ゲームは究極の科学なり

フルタイムの教員モードに入っている企画系ゲーム屋があれこれ綴ります

バッカスの微笑み返し(6)

 気が付くと、もう8月だ。ここ数回、酒をテーマにあれこれ書いてる。でも、昔のぼくを知る人が見たら笑うだろう。というのも、元々ぼくは、アンチ酒派だったのだ。

 健診で酒量をきかれたら「ゼロ」と答えていた。実際、1年間の総酒量ですら、ビールでジョッキ1杯分もなかっただろう。飲まないについては「ほとんど」だし、自分自身の積極的意思としてという縛り付きなら「全く」だった。
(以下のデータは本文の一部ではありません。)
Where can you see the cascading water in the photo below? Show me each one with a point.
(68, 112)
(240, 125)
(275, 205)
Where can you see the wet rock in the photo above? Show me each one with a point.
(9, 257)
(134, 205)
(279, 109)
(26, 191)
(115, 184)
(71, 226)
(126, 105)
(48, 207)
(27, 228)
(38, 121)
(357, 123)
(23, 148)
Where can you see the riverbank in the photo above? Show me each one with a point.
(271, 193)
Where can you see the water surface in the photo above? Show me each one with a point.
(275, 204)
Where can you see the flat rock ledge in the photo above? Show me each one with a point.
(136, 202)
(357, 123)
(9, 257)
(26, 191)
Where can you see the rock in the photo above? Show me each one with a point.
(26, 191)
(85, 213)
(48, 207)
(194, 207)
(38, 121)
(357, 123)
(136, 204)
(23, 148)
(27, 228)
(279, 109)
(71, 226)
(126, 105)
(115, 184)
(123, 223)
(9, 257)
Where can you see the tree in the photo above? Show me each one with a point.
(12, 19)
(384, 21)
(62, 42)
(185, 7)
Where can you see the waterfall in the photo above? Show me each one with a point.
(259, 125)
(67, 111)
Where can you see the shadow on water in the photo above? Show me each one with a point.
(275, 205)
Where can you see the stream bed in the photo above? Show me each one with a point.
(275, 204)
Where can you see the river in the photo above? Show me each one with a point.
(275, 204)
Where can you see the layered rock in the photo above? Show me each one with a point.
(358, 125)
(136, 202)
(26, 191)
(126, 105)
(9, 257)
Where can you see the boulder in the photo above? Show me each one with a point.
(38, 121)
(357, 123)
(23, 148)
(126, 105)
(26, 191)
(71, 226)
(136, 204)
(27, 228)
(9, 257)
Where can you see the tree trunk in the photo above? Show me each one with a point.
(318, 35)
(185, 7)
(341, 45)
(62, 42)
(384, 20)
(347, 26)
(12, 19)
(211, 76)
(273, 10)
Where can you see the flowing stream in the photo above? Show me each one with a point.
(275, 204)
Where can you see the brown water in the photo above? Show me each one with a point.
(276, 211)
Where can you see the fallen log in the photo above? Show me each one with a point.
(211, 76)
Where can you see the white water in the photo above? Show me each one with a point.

 これだけなら“ノン”にすぎない。“アンチ”たる理由は、自らの行動にある。ぼくはこの国の酒に対する寛容さを、常日頃から苦々しく思っていた。そして持ち前の豊富な表現力で、ことあるごとにそれを主張していたのだ。

 これを裏付けていたのが体質だ。

 実はアルコールを受け付けない体質だった。アレルギーではないので、全く飲めないわけじゃない。ただ、飲むと気持ち悪くなる。ふつうの人ならいったん気持ちよく酩酊してから気持ちが悪くなるところ、ダイレクトに気持ち悪い領域に突入してしまうのだ。飲み会なんて、わざわざ吐くために参加してるようなもの。だんだん悪くなってく気分の中、醜態をさらす連中を否が応でも見せつけられ、やがて“熱く込み上げてくるもの”に突き動かされてトイレまでまっしぐら……いや、これでアンチにならなかったら、ドMだって。

 こんなことを書くと、学生諸君の年代なら疑問におもうだろうね。

「山田さん、なんでわざわざ宴会に行ったんですか?」

 いやいや、こういう人間でも飲むことを拒めないのが、昭和という時代だったのですよ。まあその分、経験値は上がったね。今の時代なら、ぼくは参加そのものを拒んでしまい、酔っぱらいの醜態を目撃するチャンスも失っていただろうから。

 ともあれ、人は変化する。ぼく自身の、酒に対する気持ちのあり方も変化した。「下部構造が上部構造を導く」(マルクス)は個人にも言えるようで、体質が変化し、アルコール不耐性が少し和らいだ結果、酒に対する考えも変わってきたのだ。